30 nov

Escola Nacional de Formação de Meninas Quilombolas tem primeiras aulas com alunas e professoras após lançamento emocionante

Por Letícia Queiroz

“Nós mulheres negras somos potências e eu quero ser respeitada pela minha identidade” – Foi o que disse uma das estudantes na primeira aula da Escola Nacional de Formação de Meninas Quilombolas. No encontro virtual, as meninas aprovadas falaram sobre processo de reconhecimento como quilombolas e autoidentificação, vivências nas comunidades, antirracismo, experiências e dificuldades nas escolas, entre outros assuntos.

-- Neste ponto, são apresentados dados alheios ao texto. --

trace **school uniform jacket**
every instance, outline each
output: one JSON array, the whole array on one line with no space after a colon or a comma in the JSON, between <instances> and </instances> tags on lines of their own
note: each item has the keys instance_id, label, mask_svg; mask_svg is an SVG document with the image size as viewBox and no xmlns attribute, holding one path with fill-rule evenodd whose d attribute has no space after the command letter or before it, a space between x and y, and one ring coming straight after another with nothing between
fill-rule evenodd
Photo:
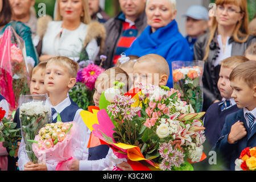
<instances>
[{"instance_id":1,"label":"school uniform jacket","mask_svg":"<svg viewBox=\"0 0 256 182\"><path fill-rule=\"evenodd\" d=\"M238 121L242 122L246 129L247 134L240 140L233 144L228 142L228 136L231 130L231 127ZM220 152L224 158L229 159L230 169L234 170L236 159L240 156L242 151L246 147L254 147L256 146L256 127L254 127L251 132L246 123L246 120L243 114L243 109L230 114L226 117L226 121L223 127L221 136L215 146L215 150Z\"/></svg>"}]
</instances>

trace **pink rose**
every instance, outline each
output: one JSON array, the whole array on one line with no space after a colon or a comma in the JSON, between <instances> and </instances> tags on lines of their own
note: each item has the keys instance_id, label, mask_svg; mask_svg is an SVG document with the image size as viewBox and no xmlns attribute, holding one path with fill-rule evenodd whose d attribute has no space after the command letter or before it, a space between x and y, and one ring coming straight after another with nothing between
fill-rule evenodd
<instances>
[{"instance_id":1,"label":"pink rose","mask_svg":"<svg viewBox=\"0 0 256 182\"><path fill-rule=\"evenodd\" d=\"M44 148L49 148L53 146L53 142L52 142L52 139L46 140L43 143L43 147Z\"/></svg>"},{"instance_id":2,"label":"pink rose","mask_svg":"<svg viewBox=\"0 0 256 182\"><path fill-rule=\"evenodd\" d=\"M150 122L150 118L147 118L147 120L146 120L146 122L144 123L144 125L149 128L151 129L151 124Z\"/></svg>"},{"instance_id":3,"label":"pink rose","mask_svg":"<svg viewBox=\"0 0 256 182\"><path fill-rule=\"evenodd\" d=\"M146 113L147 113L147 115L148 115L149 117L151 117L152 113L153 112L153 109L150 108L147 108L146 109Z\"/></svg>"},{"instance_id":4,"label":"pink rose","mask_svg":"<svg viewBox=\"0 0 256 182\"><path fill-rule=\"evenodd\" d=\"M61 132L58 135L58 141L62 142L66 138L66 134L64 132Z\"/></svg>"},{"instance_id":5,"label":"pink rose","mask_svg":"<svg viewBox=\"0 0 256 182\"><path fill-rule=\"evenodd\" d=\"M148 104L148 105L150 108L154 109L156 106L156 103L154 102L154 101L150 101L150 102Z\"/></svg>"}]
</instances>

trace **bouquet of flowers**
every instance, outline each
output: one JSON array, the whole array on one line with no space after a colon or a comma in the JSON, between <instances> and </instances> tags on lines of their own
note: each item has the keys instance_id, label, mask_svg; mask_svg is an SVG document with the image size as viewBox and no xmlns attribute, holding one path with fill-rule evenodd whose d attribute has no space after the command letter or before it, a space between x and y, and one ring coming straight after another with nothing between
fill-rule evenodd
<instances>
[{"instance_id":1,"label":"bouquet of flowers","mask_svg":"<svg viewBox=\"0 0 256 182\"><path fill-rule=\"evenodd\" d=\"M11 27L0 35L0 92L10 104L11 111L16 109L20 94L29 93L28 71L24 40Z\"/></svg>"},{"instance_id":2,"label":"bouquet of flowers","mask_svg":"<svg viewBox=\"0 0 256 182\"><path fill-rule=\"evenodd\" d=\"M28 142L33 143L33 152L39 161L57 160L56 171L68 171L68 164L75 159L72 156L74 148L79 144L77 137L74 137L77 129L75 122L63 123L58 119L56 123L41 128L34 140Z\"/></svg>"},{"instance_id":3,"label":"bouquet of flowers","mask_svg":"<svg viewBox=\"0 0 256 182\"><path fill-rule=\"evenodd\" d=\"M32 143L39 130L51 122L51 107L47 104L47 94L20 96L19 118L22 135L26 144L26 151L31 161L38 162L38 158L33 152Z\"/></svg>"},{"instance_id":4,"label":"bouquet of flowers","mask_svg":"<svg viewBox=\"0 0 256 182\"><path fill-rule=\"evenodd\" d=\"M77 73L77 82L69 96L79 107L87 110L89 106L93 105L95 82L105 69L89 60L82 61L79 65L81 68Z\"/></svg>"},{"instance_id":5,"label":"bouquet of flowers","mask_svg":"<svg viewBox=\"0 0 256 182\"><path fill-rule=\"evenodd\" d=\"M10 156L14 156L18 148L17 142L21 139L20 129L15 129L17 123L4 118L5 113L0 107L0 142L3 142L3 147L10 150Z\"/></svg>"},{"instance_id":6,"label":"bouquet of flowers","mask_svg":"<svg viewBox=\"0 0 256 182\"><path fill-rule=\"evenodd\" d=\"M245 148L235 161L236 171L256 170L256 147Z\"/></svg>"},{"instance_id":7,"label":"bouquet of flowers","mask_svg":"<svg viewBox=\"0 0 256 182\"><path fill-rule=\"evenodd\" d=\"M144 160L162 170L192 169L190 163L205 159L204 127L200 119L204 113L191 113L179 92L168 87L141 85L123 94L117 91L119 85L122 84L115 82L101 95L96 122L93 114L81 113L93 134L117 156ZM107 105L106 109L101 105Z\"/></svg>"},{"instance_id":8,"label":"bouquet of flowers","mask_svg":"<svg viewBox=\"0 0 256 182\"><path fill-rule=\"evenodd\" d=\"M196 112L203 109L204 64L201 61L172 63L174 88L179 90L181 99L191 104Z\"/></svg>"}]
</instances>

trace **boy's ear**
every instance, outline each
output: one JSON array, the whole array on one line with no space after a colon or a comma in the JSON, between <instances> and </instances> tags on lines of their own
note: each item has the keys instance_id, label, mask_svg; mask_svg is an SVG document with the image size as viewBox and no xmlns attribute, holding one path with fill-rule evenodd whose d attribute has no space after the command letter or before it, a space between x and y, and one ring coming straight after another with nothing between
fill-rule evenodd
<instances>
[{"instance_id":1,"label":"boy's ear","mask_svg":"<svg viewBox=\"0 0 256 182\"><path fill-rule=\"evenodd\" d=\"M256 85L253 85L253 96L256 98Z\"/></svg>"},{"instance_id":2,"label":"boy's ear","mask_svg":"<svg viewBox=\"0 0 256 182\"><path fill-rule=\"evenodd\" d=\"M69 82L68 82L68 87L69 88L73 88L73 86L75 86L75 84L76 84L76 78L70 78Z\"/></svg>"},{"instance_id":3,"label":"boy's ear","mask_svg":"<svg viewBox=\"0 0 256 182\"><path fill-rule=\"evenodd\" d=\"M159 86L166 86L168 81L168 76L166 75L162 75L159 80Z\"/></svg>"}]
</instances>

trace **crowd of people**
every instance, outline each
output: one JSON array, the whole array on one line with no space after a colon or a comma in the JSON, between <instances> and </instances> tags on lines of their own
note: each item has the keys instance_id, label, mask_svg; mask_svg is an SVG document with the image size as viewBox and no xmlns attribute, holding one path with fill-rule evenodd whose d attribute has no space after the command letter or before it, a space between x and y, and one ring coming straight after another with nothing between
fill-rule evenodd
<instances>
[{"instance_id":1,"label":"crowd of people","mask_svg":"<svg viewBox=\"0 0 256 182\"><path fill-rule=\"evenodd\" d=\"M175 20L176 0L119 0L121 11L113 18L100 7L99 0L56 0L54 18L37 18L35 1L0 0L0 38L11 26L24 40L30 94L48 94L62 121L74 121L82 131L71 170L102 170L113 152L106 145L87 148L90 131L80 114L82 109L68 96L79 63L88 60L106 70L95 83L96 106L101 93L115 81L126 80L126 91L141 82L172 88L172 62L204 61L207 155L214 150L226 162L222 169L234 170L241 152L256 146L256 23L255 18L249 22L246 0L216 0L215 16L203 6L192 6L183 15L185 37ZM106 56L103 62L101 55ZM10 117L2 95L0 107ZM19 112L14 117L17 127ZM57 116L53 115L53 122ZM1 170L56 168L55 161L30 162L23 139L18 146L15 156L10 157L0 144ZM205 169L207 163L202 164ZM117 166L131 169L126 162Z\"/></svg>"}]
</instances>

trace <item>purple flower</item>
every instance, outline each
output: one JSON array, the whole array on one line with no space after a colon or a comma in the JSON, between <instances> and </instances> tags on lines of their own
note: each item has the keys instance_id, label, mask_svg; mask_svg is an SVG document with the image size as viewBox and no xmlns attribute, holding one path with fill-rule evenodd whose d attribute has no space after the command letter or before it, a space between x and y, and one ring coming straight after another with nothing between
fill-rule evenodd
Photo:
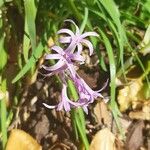
<instances>
[{"instance_id":1,"label":"purple flower","mask_svg":"<svg viewBox=\"0 0 150 150\"><path fill-rule=\"evenodd\" d=\"M94 100L97 99L98 97L103 98L103 96L99 92L101 92L106 87L107 83L104 85L102 89L98 91L94 91L86 84L86 82L79 75L77 75L76 78L73 80L74 80L76 89L79 93L78 102L82 104L83 110L86 113L88 113L87 106L90 103L93 103Z\"/></svg>"},{"instance_id":2,"label":"purple flower","mask_svg":"<svg viewBox=\"0 0 150 150\"><path fill-rule=\"evenodd\" d=\"M81 106L78 102L71 101L67 96L67 85L63 84L62 93L61 93L61 102L58 105L47 105L43 103L43 105L49 109L57 108L57 110L65 110L70 111L73 107L79 107Z\"/></svg>"},{"instance_id":3,"label":"purple flower","mask_svg":"<svg viewBox=\"0 0 150 150\"><path fill-rule=\"evenodd\" d=\"M47 67L45 65L42 66L45 70L51 71L51 73L49 73L48 75L58 74L61 73L62 71L69 69L71 75L74 77L75 69L73 61L83 62L84 58L79 54L66 52L59 46L53 46L51 49L57 52L57 54L47 54L45 56L45 59L46 60L54 59L58 60L58 62L50 67Z\"/></svg>"},{"instance_id":4,"label":"purple flower","mask_svg":"<svg viewBox=\"0 0 150 150\"><path fill-rule=\"evenodd\" d=\"M81 34L78 26L74 23L74 21L72 21L71 19L67 19L65 21L71 22L72 24L74 24L74 26L76 28L75 33L73 33L69 29L61 29L57 32L58 34L63 33L63 34L69 35L69 36L61 37L59 40L60 43L69 43L69 46L65 51L74 52L74 50L77 46L77 54L81 54L81 52L83 50L83 46L82 46L82 44L83 44L89 48L90 55L92 55L93 54L93 45L89 40L87 40L85 38L89 37L89 36L99 36L99 35L96 32L85 32L85 33Z\"/></svg>"},{"instance_id":5,"label":"purple flower","mask_svg":"<svg viewBox=\"0 0 150 150\"><path fill-rule=\"evenodd\" d=\"M42 67L49 71L48 75L58 74L60 80L62 81L62 92L61 92L61 101L57 105L47 105L44 106L50 109L57 108L57 110L64 109L65 111L70 111L71 108L82 107L86 113L88 113L88 105L93 103L94 100L98 97L103 98L99 93L101 90L94 91L92 90L86 82L77 74L75 70L75 62L81 64L85 62L84 57L81 55L82 44L86 45L89 48L90 55L93 53L93 46L90 41L85 39L88 36L98 36L95 32L86 32L81 34L78 26L72 20L66 20L74 24L76 32L73 33L69 29L61 29L58 31L58 34L68 34L69 36L61 37L60 43L68 43L68 47L63 50L59 46L51 47L52 54L47 54L45 56L46 60L57 60L56 64L52 66ZM77 52L75 51L77 47ZM74 102L70 100L67 96L67 80L72 80L75 88L77 89L79 99Z\"/></svg>"}]
</instances>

O projeto da Coordenação Nacional de Comunidades Negras Rurais Quilombolas (CONAQ) e apoiado pelo Fundo Malala teve suas primeiras aulas ministradas neste fim de semana. No sábado (27), alunas e alunos quilombolas e as professoras aprovadas se encontraram com as monitoras em salas de aulas online.

As aulas iniciais aconteceram dias após o lançamento oficial, que foi marcado por muita emoção e alegria com falas das meninas que provaram que serão futuras lideranças. Assista a live completa abaixo:

 

Givânia Maria da Silva, coordenadora do projeto, diz que o início da Escola trás alegria e certeza de um futuro com muitas mulheres fortes. “É uma alegria que não é possível mensurar. Primeiro porque é uma experiência inédita, inovadora, que somos pioneiras. Segundo porque foram muitos desafios até aqui”, disse.

A educadora conta que o lançamento e a primeira aula mostraram que o projeto será um sucesso.

“A  Escola começou brilhando, começou linda. Nós, as meninas e as professoras estão muito empolgadas. Nós esperamos que daqui a dois anos a gente possa ter contribuído efetivamente para o processo de formação dessas meninas, consequentemente com o processo de novas lideranças que fortaleçam as lutas territoriais quilombolas e a garantia de direitos”, disse.

A primeira aula, no turno matutino, foi para professoras e professores quilombolas ou envolvidos com a educação quilombola. O encontro com aprovadas/os e começou às 9h e na oportunidade o projeto pedagógico da Escola Nacional foi apresentado com detalhes por Gessiane Ambrósio, que é educadora, integra o Coletivo de Educação da CONAQ.  As professoras se apresentaram, conheceram umas às outras, e falaram sobre experiências nas salas de aula e da necessidade da potencialização da educação escolar quilombola.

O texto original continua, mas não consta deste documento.